Personal Finance & Money Asked on August 18, 2021
Short and simple: if a mortgage lender (on a loan that’s not allowed to have early payoff fees) imposes a "payoff statement fee" to obtain a statement for paying it off early, is there any reason to request and pay for such a statement as part of paying it off, rather than just making a (potentially very large) additional principal payment of the remaining balance, and letting them figure the remaining balance for the next "normal" statement?
None, really. You can try to guess how much interest has accumulated since your last statement date and include that in your "final" payment, then wait to see if you over- or underpaid. The purpose of requesting a payoff is to have your lender compute the accumulated interest for you (based on your estimated payment date), with a fee for the convenience, so that you don't have to make a subsequent "final final" payment.

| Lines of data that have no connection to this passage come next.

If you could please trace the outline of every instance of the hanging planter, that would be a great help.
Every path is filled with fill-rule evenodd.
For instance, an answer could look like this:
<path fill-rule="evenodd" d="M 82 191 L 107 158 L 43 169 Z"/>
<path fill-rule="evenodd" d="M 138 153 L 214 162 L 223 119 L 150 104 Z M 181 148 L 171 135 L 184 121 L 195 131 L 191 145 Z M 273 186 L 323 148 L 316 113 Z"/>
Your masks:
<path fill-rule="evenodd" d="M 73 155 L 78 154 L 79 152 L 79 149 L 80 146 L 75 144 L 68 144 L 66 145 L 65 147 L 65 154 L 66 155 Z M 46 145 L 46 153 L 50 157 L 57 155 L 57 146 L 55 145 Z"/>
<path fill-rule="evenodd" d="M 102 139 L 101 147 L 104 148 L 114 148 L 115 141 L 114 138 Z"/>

Answered by chepner on August 18, 2021
I have done that just recently (submitted a ‘nearly payoff’ extra payment), and it worked perfectly fine. I intentionally paid about 500$ low, and let them make a final deduction at the end of the month.
If you don’t want to wait till end of month, overpay by a 100 $ or so to be on the sure side. They’ll mail you a check back for the difference.
If you request a payoff statement, one disadvantage is that it will include the full interest for the validity period (often several weeks), and you won’t get that back - you basically pay them an extra some weeks interest.